Enterprise Document Presentment: Put Your Best Face Forward

Enterprise Document Presentment: Put Your Best Face Forward

It wasn't too long ago that Jim Burger couldn't tell you what enterprise document presentment (EDP) was. He just knew he needed it. Burger, who is the director of IS at AET Films, discovered EDP when he was searching for a way to deal with a backlog of custom document requests both internally and externally. "EDP is not really document management, and it's not really printing," Burger explains.

Burger purchased software from a company called StreamServe Inc. that advertises itself as a way to keep closer to your customers, and cut down on mailing costs, by allowing companies to consolidate invoices and other documents generated by enterprise resource planning (ERP) systems into single, personalized documents.

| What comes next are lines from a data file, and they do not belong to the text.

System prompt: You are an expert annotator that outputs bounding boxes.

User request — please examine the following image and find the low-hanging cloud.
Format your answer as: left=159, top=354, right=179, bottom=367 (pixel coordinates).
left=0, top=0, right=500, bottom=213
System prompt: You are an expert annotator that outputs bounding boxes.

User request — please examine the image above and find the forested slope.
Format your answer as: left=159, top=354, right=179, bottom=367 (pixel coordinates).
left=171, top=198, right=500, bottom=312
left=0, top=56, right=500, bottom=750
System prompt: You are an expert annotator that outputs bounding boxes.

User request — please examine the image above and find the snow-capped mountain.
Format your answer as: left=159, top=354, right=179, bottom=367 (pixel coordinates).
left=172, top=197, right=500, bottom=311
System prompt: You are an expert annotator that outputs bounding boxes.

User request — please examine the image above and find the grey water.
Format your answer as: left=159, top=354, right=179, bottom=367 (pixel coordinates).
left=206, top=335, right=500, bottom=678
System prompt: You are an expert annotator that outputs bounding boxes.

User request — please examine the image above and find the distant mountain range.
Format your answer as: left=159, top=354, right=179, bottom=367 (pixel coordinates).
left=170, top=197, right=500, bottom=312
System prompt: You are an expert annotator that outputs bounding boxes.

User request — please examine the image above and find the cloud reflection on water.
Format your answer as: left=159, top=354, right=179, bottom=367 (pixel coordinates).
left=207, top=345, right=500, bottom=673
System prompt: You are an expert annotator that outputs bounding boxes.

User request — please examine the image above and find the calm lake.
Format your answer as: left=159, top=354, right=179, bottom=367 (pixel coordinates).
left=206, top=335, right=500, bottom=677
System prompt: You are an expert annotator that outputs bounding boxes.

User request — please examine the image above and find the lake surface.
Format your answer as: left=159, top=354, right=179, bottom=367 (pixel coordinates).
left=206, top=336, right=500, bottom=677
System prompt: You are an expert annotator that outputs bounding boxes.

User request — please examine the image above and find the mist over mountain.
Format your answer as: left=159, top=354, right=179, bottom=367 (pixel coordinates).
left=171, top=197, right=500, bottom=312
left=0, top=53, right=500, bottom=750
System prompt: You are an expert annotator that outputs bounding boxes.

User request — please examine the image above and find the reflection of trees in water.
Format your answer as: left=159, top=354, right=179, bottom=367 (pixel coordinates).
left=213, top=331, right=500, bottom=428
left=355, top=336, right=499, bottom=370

In Burger's case, a real-world application of the software looks like this: "We had a customer ramp up their demand tenfold, and we were faxing them our ERP invoices -- basically certifications of quality. We were flooding them with faxes," Burger recalls. With StreamServe software, Burger says, AET Films could "consolidate all these documents and send them in PDF format with a customer history and corporate logo." As manufacturers of oriented polypropylene films, AET Films provides, among other things, the stuff used to make potato chip bags and soda pop labels. "If you look at a Mountain Dew bottle, the little label that goes around that bottle, that's all us," Burger says.

AET Films paid about $115,000 for its EDP software and now spends 15% annually in product maintenance.

Burger credits the product with contributing to a 20% improvement in gross profit margin: "And our backlog of custom document requests has gone from 12 to 18 months to effectively zero," he says. Problem solved.